Explanation – We need to insert one character between ‘cc’ and one character between ‘dd’.

Input

str = ‘abcdefrt’

Output

0

Explanation – The string doesn’t contain any adjacent duplicate characters. So, we don’t require to insert any character in the string.

Input

str = ‘ppppppp’

Output

6

Explanation – All characters of the string are same. So, we need to make string length – 1 insertion.

Approach 1

This approach will count the total number of adjacent duplicate characters in the string.

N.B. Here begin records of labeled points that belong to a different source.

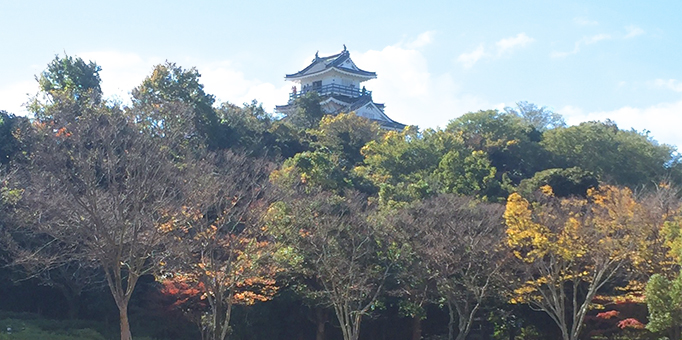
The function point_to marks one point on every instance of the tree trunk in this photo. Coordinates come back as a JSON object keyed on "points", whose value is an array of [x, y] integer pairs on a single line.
{"points": [[321, 320], [125, 325], [416, 328], [451, 323], [73, 303]]}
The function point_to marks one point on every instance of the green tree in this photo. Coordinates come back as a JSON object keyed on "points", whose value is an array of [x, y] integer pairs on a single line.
{"points": [[164, 94], [14, 137], [615, 156], [664, 301], [510, 143], [345, 134], [564, 182], [67, 79], [402, 164], [334, 242], [308, 112], [540, 118]]}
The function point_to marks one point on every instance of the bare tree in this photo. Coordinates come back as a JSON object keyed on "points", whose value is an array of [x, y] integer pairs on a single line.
{"points": [[223, 248], [104, 190], [457, 241]]}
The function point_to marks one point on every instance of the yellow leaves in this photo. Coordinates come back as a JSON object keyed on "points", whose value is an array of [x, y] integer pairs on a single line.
{"points": [[522, 232], [547, 190]]}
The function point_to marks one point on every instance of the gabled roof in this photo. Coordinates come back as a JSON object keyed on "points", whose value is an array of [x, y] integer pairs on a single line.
{"points": [[325, 64]]}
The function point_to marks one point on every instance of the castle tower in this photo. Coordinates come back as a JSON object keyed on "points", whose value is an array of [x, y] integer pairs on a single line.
{"points": [[338, 82]]}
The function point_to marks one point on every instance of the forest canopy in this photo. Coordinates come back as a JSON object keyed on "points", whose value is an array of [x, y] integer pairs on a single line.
{"points": [[183, 218]]}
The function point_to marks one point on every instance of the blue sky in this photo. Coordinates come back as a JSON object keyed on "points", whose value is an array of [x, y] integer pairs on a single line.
{"points": [[435, 60]]}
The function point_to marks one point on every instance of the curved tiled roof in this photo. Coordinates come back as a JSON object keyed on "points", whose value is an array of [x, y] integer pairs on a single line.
{"points": [[331, 62]]}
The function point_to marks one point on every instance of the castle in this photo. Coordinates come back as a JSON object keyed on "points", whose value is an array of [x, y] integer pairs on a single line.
{"points": [[337, 80]]}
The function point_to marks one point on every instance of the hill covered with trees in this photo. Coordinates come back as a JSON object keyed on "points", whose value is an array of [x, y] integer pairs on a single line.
{"points": [[177, 218]]}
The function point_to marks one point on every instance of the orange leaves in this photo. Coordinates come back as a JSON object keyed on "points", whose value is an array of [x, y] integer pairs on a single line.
{"points": [[528, 240], [571, 239]]}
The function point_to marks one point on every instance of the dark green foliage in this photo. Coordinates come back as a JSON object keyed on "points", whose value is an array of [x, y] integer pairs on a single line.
{"points": [[13, 137], [510, 142], [540, 118], [170, 85], [308, 112], [564, 182], [616, 156], [72, 75]]}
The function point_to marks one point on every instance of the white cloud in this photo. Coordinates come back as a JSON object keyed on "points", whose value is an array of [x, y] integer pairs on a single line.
{"points": [[633, 31], [229, 85], [502, 47], [578, 45], [411, 93], [14, 97], [662, 120], [121, 72], [520, 40], [471, 58], [582, 21], [422, 40], [670, 84], [595, 39]]}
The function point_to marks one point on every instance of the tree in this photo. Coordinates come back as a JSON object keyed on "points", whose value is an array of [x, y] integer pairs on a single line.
{"points": [[402, 164], [616, 156], [568, 249], [564, 182], [541, 118], [70, 78], [457, 242], [332, 241], [664, 301], [157, 98], [222, 247], [104, 190], [14, 138], [308, 112], [346, 134], [512, 145]]}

The final count will be the answer, as we need to insert a new character between each adjacent duplicate character.

Algorithm

Step 1 – Initialize the str_size variable with the string size.

Step 2 – Also, declare and initialize the total_steps variable with 0 to store the minimum insertion into the string.

Step 3 – Start traversing the string using the for loop.

Step 4 – If the character at p^th index is the same as (p – 1)^th index, increase the total_Steps by 1.

Step 5 – At last, return the total_steps.

Example

#include <iostream>
using namespace std;

int totalInsertions(string alpha) {
    // srting lenght
    int str_size = alpha.size();
    // to store additions
    int total_steps = 0;
    // Iterate the string
    for (int p = 1; p < str_size; p++) {
        if (alpha[p] == alpha[p - 1])
            total_steps++;
    }
    // return count of additions
    return total_steps;
}
int main() {
    string str = "ccddrt";
    cout << "The total number of additions required to remove adjacent duplicates is - " << totalInsertions(str);
    return 0;
}

Output

The total number of additions required to remove adjacent duplicates is - 2

Time complexity – O(N) for iterating the string.

Space complexity – O(1) as we don’t use dynamic space.

The above problem is very similar to finding the total number of adjacent duplicate characters in the given string. Both problems have the same solution. Programmers can also try using the while loop to traverse the string and count the minimum number of insertions to remove all adjacent duplicates from the given string.